The rigid pen shell can be found in coastal western Atlantic waters, ranging from southern Florida across the Caribbean and the West Indies to Brazil and the southern part of India. It is a benthic shallow water species and is typically found in soft-bottom silty habitats, with its narrow anterior end (umbo) burrowed down and attached to underground substrate by its byssal threads. Its wider posterior gaping end extends just above the sea bottom surface to facilitate filter-feeding.
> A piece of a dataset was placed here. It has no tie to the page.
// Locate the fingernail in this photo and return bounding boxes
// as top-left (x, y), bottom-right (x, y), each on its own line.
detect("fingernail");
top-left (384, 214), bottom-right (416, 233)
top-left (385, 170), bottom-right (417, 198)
Algae, invertebrates such as sponges and encrusting corals tend to grow on the exposed part of the shell and may camouflage it very well.

==Filter-feeding==
The rigid pen shell burrows as it grows, but the wide posterior end of the shell always remains exposed so water from above the seafloor can be drawn through the inhalent chamber of the mantle cavity. Typical of bivalves, water is drawn over gills or ctenidium by the beating of cilia where oxygen from the water is absorbed. Suspended food and other water-borne nutrients also become trapped in mucus, which is then transported to the mouth, digested and expelled as feces. Unique gutter-like waste canals in the viscera of the inhalent chamber also help to keep gills and other organs clear from silt and other unwanted water-borne particules by expelling these as pseudofeces.

==Symbionts==

Commensal symbionts such as crustaceans and a cardinal fish, Astrapogon stellatus, may be found sheltering inside the shell's mantle cavity.
This species is preyed upon by starfish, and other carnivorous gastropods, including the horse conch, Triplofusus papillosus.